Publication Date: August 12, 2014.
Publisher: Nelson Books, an imprint of Thomas Nelson.
Genre: Bible stories, biographies.
Pages: 240.
Source: Self-purchase.
Rating: 4 Stars for very good.

Book is available @ Amazon,
and @ Christian Book. 

Author's site: Grace to You. 

Bio of John MacArthur. 
John MacArthur is the pastor-teacher of Grace Community Church in Sun Valley, California,
president of The Master’s College and Seminary, and featured teacher with the Grace to You
media ministry. Grace to You radio, video, audio, print, and website resources reach millions
worldwide each day. In more than four decades of ministry, John has written dozens of
bestselling books, including The MacArthur Study Bible, The Gospel According to Jesus, The
MacArthur New Testament Commentary series, and Slave. He and his wife, Patricia, have four
married children and fifteen grandchildren.

Mark and Onesimus: A Tale of Two Runaways. 

"Some heroes are made in a moment. Others are defined by a lifetime." Page 1.

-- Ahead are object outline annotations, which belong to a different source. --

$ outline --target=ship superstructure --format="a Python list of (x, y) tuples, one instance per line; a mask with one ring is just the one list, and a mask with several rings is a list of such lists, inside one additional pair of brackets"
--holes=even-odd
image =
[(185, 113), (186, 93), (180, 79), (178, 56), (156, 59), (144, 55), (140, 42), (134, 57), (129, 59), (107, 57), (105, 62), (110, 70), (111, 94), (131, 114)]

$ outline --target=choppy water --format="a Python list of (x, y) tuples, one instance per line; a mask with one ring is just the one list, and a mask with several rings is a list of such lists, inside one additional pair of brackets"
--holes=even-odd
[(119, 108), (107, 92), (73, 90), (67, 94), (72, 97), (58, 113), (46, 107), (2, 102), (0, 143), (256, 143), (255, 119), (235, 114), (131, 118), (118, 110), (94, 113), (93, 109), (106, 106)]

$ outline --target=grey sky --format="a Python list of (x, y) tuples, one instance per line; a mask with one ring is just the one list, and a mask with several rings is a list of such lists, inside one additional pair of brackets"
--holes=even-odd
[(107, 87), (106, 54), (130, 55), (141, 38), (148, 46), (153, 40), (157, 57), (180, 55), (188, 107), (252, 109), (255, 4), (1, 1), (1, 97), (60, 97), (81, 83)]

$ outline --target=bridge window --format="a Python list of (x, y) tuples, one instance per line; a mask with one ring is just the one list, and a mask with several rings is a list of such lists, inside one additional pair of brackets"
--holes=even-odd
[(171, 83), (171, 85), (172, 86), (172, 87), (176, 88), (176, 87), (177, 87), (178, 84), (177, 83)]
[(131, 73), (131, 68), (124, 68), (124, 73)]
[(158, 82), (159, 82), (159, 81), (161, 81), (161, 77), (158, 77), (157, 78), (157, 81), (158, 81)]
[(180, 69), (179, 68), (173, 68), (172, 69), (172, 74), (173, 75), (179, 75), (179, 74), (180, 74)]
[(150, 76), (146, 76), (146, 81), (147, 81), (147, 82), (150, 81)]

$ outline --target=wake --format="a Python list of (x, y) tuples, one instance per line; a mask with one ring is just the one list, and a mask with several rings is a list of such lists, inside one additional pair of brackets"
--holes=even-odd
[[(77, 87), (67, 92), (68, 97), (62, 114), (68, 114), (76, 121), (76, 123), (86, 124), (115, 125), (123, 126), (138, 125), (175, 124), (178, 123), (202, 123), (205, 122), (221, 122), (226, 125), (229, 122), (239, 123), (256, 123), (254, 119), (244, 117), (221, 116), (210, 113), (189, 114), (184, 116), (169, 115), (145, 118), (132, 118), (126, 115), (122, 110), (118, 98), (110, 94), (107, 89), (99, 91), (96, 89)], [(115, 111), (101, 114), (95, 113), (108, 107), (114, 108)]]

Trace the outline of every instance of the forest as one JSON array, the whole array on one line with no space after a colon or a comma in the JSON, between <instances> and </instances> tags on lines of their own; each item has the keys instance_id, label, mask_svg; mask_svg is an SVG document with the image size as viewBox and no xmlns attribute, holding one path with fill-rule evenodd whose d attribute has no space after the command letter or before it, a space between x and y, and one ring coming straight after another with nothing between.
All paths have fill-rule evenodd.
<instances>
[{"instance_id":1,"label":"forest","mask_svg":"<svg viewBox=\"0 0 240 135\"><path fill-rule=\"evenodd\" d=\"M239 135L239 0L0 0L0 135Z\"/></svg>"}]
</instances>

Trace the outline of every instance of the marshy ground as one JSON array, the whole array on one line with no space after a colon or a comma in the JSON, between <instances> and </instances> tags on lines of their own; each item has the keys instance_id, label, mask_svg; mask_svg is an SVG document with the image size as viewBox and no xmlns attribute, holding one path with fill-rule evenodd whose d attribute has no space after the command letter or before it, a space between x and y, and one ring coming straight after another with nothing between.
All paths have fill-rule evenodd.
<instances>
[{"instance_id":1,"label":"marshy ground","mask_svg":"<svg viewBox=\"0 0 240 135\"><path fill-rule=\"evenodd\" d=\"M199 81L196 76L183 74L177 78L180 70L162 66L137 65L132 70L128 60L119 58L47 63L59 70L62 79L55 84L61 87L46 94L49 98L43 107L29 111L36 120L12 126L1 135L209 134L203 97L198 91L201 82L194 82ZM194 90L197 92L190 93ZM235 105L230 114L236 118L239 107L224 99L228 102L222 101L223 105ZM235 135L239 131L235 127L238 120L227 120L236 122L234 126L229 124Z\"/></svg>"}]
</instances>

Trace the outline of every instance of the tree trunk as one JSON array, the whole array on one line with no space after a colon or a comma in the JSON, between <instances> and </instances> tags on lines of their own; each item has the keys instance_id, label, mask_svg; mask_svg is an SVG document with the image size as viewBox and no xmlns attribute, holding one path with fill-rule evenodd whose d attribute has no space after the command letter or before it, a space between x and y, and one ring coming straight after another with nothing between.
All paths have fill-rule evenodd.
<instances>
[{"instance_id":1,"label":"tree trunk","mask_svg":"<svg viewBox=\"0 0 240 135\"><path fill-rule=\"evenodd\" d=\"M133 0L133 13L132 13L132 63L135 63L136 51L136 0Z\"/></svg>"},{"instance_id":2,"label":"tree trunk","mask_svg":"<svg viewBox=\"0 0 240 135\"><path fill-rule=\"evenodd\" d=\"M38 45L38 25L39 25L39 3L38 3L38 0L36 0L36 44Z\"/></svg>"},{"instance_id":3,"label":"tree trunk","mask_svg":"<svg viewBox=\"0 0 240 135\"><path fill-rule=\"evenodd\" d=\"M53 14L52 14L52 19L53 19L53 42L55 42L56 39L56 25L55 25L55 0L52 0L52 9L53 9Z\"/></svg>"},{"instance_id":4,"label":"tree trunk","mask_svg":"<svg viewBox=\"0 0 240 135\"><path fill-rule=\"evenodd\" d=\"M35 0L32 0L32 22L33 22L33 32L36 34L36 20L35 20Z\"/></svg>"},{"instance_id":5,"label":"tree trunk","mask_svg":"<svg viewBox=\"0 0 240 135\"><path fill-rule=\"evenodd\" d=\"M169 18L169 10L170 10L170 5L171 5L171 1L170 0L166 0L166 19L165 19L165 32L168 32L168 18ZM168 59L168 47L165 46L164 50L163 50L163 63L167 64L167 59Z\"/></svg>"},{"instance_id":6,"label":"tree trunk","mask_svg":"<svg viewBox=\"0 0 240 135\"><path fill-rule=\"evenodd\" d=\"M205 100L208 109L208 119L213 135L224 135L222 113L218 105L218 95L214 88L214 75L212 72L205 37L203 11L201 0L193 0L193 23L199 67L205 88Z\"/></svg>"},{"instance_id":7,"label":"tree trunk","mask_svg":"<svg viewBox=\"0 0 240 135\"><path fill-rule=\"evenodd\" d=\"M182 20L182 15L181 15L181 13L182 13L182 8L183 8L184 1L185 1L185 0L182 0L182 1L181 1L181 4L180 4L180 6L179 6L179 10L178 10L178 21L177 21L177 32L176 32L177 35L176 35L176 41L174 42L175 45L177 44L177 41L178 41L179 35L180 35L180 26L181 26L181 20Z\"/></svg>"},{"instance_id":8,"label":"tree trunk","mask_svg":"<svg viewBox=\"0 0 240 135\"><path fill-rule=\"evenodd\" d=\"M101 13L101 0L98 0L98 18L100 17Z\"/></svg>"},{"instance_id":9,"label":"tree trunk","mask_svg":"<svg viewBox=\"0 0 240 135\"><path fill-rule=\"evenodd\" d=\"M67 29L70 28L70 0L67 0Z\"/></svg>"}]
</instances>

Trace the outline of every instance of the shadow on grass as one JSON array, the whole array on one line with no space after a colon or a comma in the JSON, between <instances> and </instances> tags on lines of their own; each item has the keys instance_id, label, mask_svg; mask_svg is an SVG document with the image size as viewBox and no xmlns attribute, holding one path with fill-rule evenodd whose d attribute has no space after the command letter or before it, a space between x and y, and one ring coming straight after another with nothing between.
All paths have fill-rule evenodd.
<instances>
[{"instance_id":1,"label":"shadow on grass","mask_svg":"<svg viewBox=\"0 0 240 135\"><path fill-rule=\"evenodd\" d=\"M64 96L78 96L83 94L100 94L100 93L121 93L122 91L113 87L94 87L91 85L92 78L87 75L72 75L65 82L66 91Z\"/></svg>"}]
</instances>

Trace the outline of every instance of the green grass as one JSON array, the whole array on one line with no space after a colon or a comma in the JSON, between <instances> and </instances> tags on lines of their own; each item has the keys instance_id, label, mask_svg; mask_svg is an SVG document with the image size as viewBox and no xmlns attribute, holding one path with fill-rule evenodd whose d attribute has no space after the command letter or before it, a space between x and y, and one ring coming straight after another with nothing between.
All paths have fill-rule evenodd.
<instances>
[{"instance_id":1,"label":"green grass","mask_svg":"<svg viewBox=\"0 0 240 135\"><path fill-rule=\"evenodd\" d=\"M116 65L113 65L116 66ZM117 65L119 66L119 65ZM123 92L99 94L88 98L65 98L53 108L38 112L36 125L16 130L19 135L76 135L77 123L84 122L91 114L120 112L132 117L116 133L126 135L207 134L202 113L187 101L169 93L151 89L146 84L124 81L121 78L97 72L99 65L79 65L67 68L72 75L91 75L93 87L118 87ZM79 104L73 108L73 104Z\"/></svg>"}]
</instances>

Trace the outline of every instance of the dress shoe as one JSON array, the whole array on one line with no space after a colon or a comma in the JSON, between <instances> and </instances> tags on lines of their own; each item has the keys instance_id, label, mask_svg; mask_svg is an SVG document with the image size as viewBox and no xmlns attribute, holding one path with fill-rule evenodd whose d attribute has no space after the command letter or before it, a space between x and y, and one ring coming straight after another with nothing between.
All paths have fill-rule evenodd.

John MacArthur has written short biographies on twelve men and women from the Bible who became "unlikely heroes." They are unlikely in respect to the world's definition of a hero. They are heroes because of their faithfulness to God. They were all imperfect men and women. Some of them ran from God at the beginning of their life story. But they were used by God for His will and purpose.

My Thoughts:
It is important to be reminded that the "true hero of the Bible is God." MacArthur states this point in the beginning of the book. It is also important to be reminded that God is at work in all of His children's lives, bringing about growth and development in our character and spirit. At times I've had an attitude that I'm too flawed to be used by God, I've failed and thus can no longer be used by God. Reading the story of Mark set my mind at peace, because he too became afraid and gave-up. However, God lifted him back-up for service, and Mark remained steadfast and faithful.

"One of the primary evidences of genuine salvation is a sincere desire, on the part of the converted, to know God intimately and obey Him fully." Page 12.

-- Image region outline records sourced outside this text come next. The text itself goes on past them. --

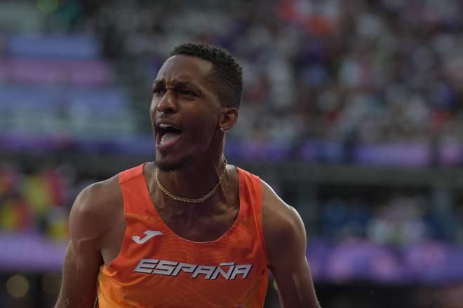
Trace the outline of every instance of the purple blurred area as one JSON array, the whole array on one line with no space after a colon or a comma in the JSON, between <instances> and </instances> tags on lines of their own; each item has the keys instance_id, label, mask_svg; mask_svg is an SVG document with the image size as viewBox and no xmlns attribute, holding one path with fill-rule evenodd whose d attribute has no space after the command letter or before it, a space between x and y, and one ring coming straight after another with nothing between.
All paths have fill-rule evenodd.
<instances>
[{"instance_id":1,"label":"purple blurred area","mask_svg":"<svg viewBox=\"0 0 463 308\"><path fill-rule=\"evenodd\" d=\"M1 1L0 307L53 306L74 200L153 159L152 83L189 41L243 67L225 154L300 214L322 307L463 307L462 15L457 0Z\"/></svg>"}]
</instances>

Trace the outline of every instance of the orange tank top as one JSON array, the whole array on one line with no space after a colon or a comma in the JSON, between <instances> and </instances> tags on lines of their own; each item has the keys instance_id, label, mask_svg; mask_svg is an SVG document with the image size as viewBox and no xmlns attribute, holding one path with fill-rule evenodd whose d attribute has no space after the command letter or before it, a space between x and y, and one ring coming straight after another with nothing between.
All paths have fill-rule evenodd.
<instances>
[{"instance_id":1,"label":"orange tank top","mask_svg":"<svg viewBox=\"0 0 463 308\"><path fill-rule=\"evenodd\" d=\"M119 255L98 274L98 305L114 307L262 307L268 281L260 179L238 169L240 208L218 239L174 233L153 205L143 165L119 174L126 222Z\"/></svg>"}]
</instances>

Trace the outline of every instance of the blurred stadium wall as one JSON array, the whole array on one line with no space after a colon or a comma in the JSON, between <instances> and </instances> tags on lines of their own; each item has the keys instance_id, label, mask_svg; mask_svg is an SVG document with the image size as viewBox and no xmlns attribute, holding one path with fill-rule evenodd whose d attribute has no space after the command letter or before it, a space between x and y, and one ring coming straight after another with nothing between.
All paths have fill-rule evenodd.
<instances>
[{"instance_id":1,"label":"blurred stadium wall","mask_svg":"<svg viewBox=\"0 0 463 308\"><path fill-rule=\"evenodd\" d=\"M462 16L457 0L0 1L0 306L53 307L74 198L152 159L151 83L201 41L244 68L227 159L301 214L322 307L463 307Z\"/></svg>"}]
</instances>

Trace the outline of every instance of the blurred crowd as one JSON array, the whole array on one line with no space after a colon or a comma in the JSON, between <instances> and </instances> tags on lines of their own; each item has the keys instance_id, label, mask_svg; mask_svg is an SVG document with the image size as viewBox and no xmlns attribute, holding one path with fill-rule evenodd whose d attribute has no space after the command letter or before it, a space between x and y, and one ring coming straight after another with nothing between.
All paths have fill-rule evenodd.
<instances>
[{"instance_id":1,"label":"blurred crowd","mask_svg":"<svg viewBox=\"0 0 463 308\"><path fill-rule=\"evenodd\" d=\"M71 165L25 172L1 162L0 232L66 239L72 202L79 191L95 181L76 176ZM336 243L366 240L396 247L430 241L463 245L463 204L427 194L391 192L380 199L368 195L341 198L333 190L331 197L318 202L316 217L310 218L315 225L307 226L314 230L309 234L311 239Z\"/></svg>"},{"instance_id":2,"label":"blurred crowd","mask_svg":"<svg viewBox=\"0 0 463 308\"><path fill-rule=\"evenodd\" d=\"M119 1L88 24L106 55L132 59L148 82L176 43L231 50L245 73L239 139L436 144L463 139L462 10L455 0Z\"/></svg>"},{"instance_id":3,"label":"blurred crowd","mask_svg":"<svg viewBox=\"0 0 463 308\"><path fill-rule=\"evenodd\" d=\"M69 168L26 174L0 162L0 234L67 239L67 218L75 197Z\"/></svg>"}]
</instances>

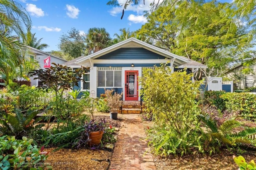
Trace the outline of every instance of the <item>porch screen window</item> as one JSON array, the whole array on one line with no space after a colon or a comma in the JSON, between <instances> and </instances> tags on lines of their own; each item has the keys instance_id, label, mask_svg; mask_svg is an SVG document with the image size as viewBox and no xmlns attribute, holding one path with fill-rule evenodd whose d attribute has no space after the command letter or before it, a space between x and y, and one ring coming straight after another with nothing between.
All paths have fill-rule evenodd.
<instances>
[{"instance_id":1,"label":"porch screen window","mask_svg":"<svg viewBox=\"0 0 256 170\"><path fill-rule=\"evenodd\" d=\"M114 87L114 71L106 71L106 86Z\"/></svg>"},{"instance_id":2,"label":"porch screen window","mask_svg":"<svg viewBox=\"0 0 256 170\"><path fill-rule=\"evenodd\" d=\"M98 71L98 86L105 87L105 71Z\"/></svg>"},{"instance_id":3,"label":"porch screen window","mask_svg":"<svg viewBox=\"0 0 256 170\"><path fill-rule=\"evenodd\" d=\"M119 87L122 86L122 68L98 68L98 87Z\"/></svg>"},{"instance_id":4,"label":"porch screen window","mask_svg":"<svg viewBox=\"0 0 256 170\"><path fill-rule=\"evenodd\" d=\"M90 89L90 73L88 73L83 75L82 78L84 82L81 82L81 90L82 91L89 90Z\"/></svg>"},{"instance_id":5,"label":"porch screen window","mask_svg":"<svg viewBox=\"0 0 256 170\"><path fill-rule=\"evenodd\" d=\"M252 87L253 83L253 78L252 75L245 76L245 87Z\"/></svg>"}]
</instances>

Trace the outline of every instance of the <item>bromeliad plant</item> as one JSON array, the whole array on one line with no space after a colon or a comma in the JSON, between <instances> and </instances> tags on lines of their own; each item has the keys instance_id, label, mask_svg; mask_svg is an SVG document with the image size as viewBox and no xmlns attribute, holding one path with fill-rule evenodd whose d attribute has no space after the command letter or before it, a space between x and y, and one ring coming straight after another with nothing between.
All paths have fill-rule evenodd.
<instances>
[{"instance_id":1,"label":"bromeliad plant","mask_svg":"<svg viewBox=\"0 0 256 170\"><path fill-rule=\"evenodd\" d=\"M1 169L50 169L51 166L45 166L44 162L48 152L43 151L44 146L39 149L32 144L33 139L26 137L17 140L14 136L0 137L0 168Z\"/></svg>"},{"instance_id":2,"label":"bromeliad plant","mask_svg":"<svg viewBox=\"0 0 256 170\"><path fill-rule=\"evenodd\" d=\"M253 160L252 160L249 163L247 163L244 157L241 156L236 157L234 155L233 156L233 158L240 170L256 170L256 165L255 165L255 163Z\"/></svg>"},{"instance_id":3,"label":"bromeliad plant","mask_svg":"<svg viewBox=\"0 0 256 170\"><path fill-rule=\"evenodd\" d=\"M235 146L244 144L255 145L256 128L246 129L236 133L234 133L234 128L242 126L240 123L233 119L226 121L218 127L216 122L212 120L208 114L200 115L198 120L204 123L207 128L206 134L210 142L212 138L217 139L222 144Z\"/></svg>"}]
</instances>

One of my favorite characters in the Bible is John the Baptist. He ate locusts. I can't get that mental image out of my head. I can imagine his voice as being bold and resonant. His gaze piercing. His persona like a magnet. He was not a personality I'd engage in an argument. He was eclectic and unpretentious. Even if he might have bug parts in his teeth, his feet stood on solid ground. To the world they thought him odd, a spectacle. But he was a man faithful to God. John's message was "to repent."

"Repentance does not refer to just any change, but to a change from sin and righteousness. It involves sorrow over sin, but goes beyond that to produce both changed thinking and the desire for a changed life." Page 160.

MacArthur takes opportunity to teach a broad brush-stroke of the "unlikely heroes" and the lessons we should learn from their lives. Whether the lesson is of repentance, steadfastness, courage, or humility. The dominant lesson is through God we can "accomplish His sovereign purposes."